Three Years of Trying & Still No Baby

That I will be a mom someday has always been a given, and like all other things in my life, I have always known that if I plan and try, I will achieve my goals. This is what my own mom taught me. She is the quintessential mother, who gave up a career to raise us not because she was supposed to, but because it was what made her the happiest.

When my husband and I first talked about building a life together, we decided on an order for things. First, we would travel. Then, we would have babies.  At 32 we were married, at 33 we traveled the world for a year, and at 34 we returned to have babies. As a librarian, I am an information seeker, so we did it correctly, right from the start. With the fanciest ovulation monitor, and the will of two people who are used to getting their way, we wasted no time. At the six-month no-success meeting with my doctor she told us that this is the meeting where she just makes sure people are doing it right. You two, she told us, are doing it right.

Well, here we are, three years later, and a year into assisted reproductive technology (IUI and IVF) still doing it right, and still child-free. We have watched friends and family get pregnant, have children, have first birthday parties and have second children, while still we wait, feeling like our life is passing us by.

The word “infertility” has a lot of baggage. Getting pregnant and having a child is meant to be a joyful and uncomplicated part of life. I remember in Torah School learning about the life cycle, and while I can now see a multitude of issues that might come with teaching life in such a simplified way, the one I fixate on is this one: starting a family. Starting a family. When it goes wrong, it can feel like you have failed at being a woman, a wife, a daughter, a sister.

Infertility is a disease affecting one in eight couples (2002 National Survey of Family Growth), and it is defined as the inability to conceive after one year of unprotected intercourse or the inability to carry a pregnancy to live birth. In our case, the infertility is unexplained. We have passed every test with flying colors, but have never once seen a positive on a pregnancy test. We have undergone four cycles of Intrauterine Insemination, one cycle of In-Vitro Fertilization and two additional Frozen Embryo Transfers.

A lot of people mistakenly believe that once you relax, pregnancy will happen. Infertility is a disease, and, this is just not true. A lot of people are under the impression that IVF is a guaranteed success, but 30-40% of people will not get pregnant through their course of treatments. Adoption sounds to some like an easy answer, but it is an expensive and potentially emotionally painful process that requires first mourning the loss of the pregnancy envisioned.

So, where does that leave me? It leaves me feeling constantly left out of a club that I am desperate to be a member of. It leaves me researched and ready to be the best mother I can be, childless and jealous of baby bumps and sleepless nights and spit-up. It leaves me stuck in an exhausting cycle of hope and despair, enduring physical discomfort and financial hardship.
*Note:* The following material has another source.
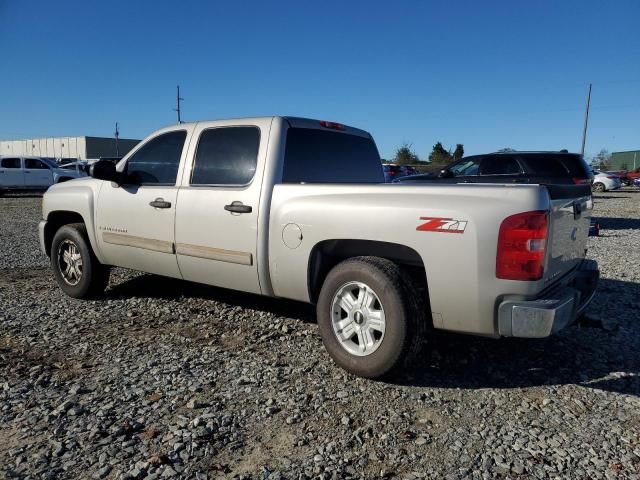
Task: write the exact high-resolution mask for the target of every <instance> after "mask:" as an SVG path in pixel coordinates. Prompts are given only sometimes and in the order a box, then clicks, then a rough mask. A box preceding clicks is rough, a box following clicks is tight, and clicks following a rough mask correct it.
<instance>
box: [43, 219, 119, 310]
mask: <svg viewBox="0 0 640 480" xmlns="http://www.w3.org/2000/svg"><path fill="white" fill-rule="evenodd" d="M51 266H52V267H53V273H54V275H55V277H56V280H57V282H58V285H60V288H61V289H62V291H63V292H64V293H66V294H67V295H69V296H70V297H73V298H91V297H93V296H95V295H97V294H99V293H100V292H102V291H104V289H105V288H106V286H107V283H108V282H109V269H108V268H107V267H106V266H104V265H102V264H101V263H100V262H99V261H98V259H97V258H96V256H95V255H94V253H93V251H92V250H91V245H90V244H89V240H88V237H87V230H86V227H85V226H84V224H81V223H75V224H71V225H65V226H63V227H60V229H59V230H58V231H57V232H56V234H55V236H54V237H53V242H52V244H51Z"/></svg>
It also leaves me strong and secure in my relationship with my husband, knowing that together we *are* a family. It leaves me grateful for the support of people who care about me. It leaves me proud to be fighting my own shame and embarrassment in order to bring a voice to this disease that is often misrepresented because those of us with the most information find it so scary to talk about.
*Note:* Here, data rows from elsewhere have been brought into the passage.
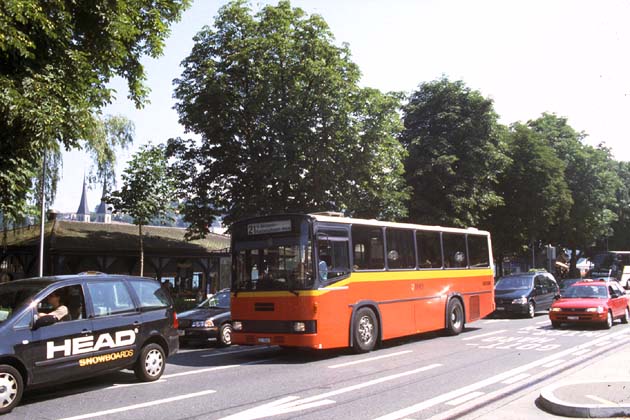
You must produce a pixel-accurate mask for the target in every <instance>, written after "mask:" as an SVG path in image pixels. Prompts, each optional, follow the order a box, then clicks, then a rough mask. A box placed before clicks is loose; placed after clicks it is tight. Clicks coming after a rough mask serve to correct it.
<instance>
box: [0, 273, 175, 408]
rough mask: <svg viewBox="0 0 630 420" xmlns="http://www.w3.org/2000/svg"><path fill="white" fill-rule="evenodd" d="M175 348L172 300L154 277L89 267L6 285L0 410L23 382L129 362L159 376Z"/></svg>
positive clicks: (2, 351)
mask: <svg viewBox="0 0 630 420" xmlns="http://www.w3.org/2000/svg"><path fill="white" fill-rule="evenodd" d="M178 348H179V342H178V338H177V316H176V314H175V311H174V310H173V302H172V301H171V298H170V297H169V296H168V294H166V293H164V292H163V291H162V289H161V288H160V284H159V283H158V282H157V281H155V280H153V279H149V278H143V277H132V276H119V275H107V274H102V273H98V274H89V273H86V274H80V275H72V276H57V277H39V278H32V279H25V280H16V281H11V282H8V283H3V284H1V285H0V414H4V413H8V412H9V411H11V410H12V409H13V408H14V407H15V406H16V405H17V404H18V403H19V402H20V399H21V397H22V393H23V391H24V389H25V388H30V387H36V386H43V385H50V384H54V383H60V382H68V381H75V380H77V379H83V378H86V377H91V376H95V375H97V374H102V373H106V372H110V371H115V370H121V369H129V368H131V369H134V371H135V373H136V376H137V377H138V379H140V380H142V381H155V380H157V379H159V378H160V376H162V373H163V372H164V368H165V366H166V358H167V357H168V356H169V355H172V354H174V353H175V352H177V350H178Z"/></svg>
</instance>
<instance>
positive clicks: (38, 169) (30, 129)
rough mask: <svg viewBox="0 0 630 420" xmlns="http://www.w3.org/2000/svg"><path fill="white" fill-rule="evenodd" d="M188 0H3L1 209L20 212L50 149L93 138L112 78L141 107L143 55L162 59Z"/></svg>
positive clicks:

I hope that by sharing some of my journey, I can help light the way for others who may be experiencing the pain of infertility. I also hope that you amazing beautiful mothers out there think about the one in eight who may be silently suffering and wishing for your life, even in its most frustrating challenging moments. This disease will resolve somehow, and I will find peace. The state I am in now, though, is far from peaceful.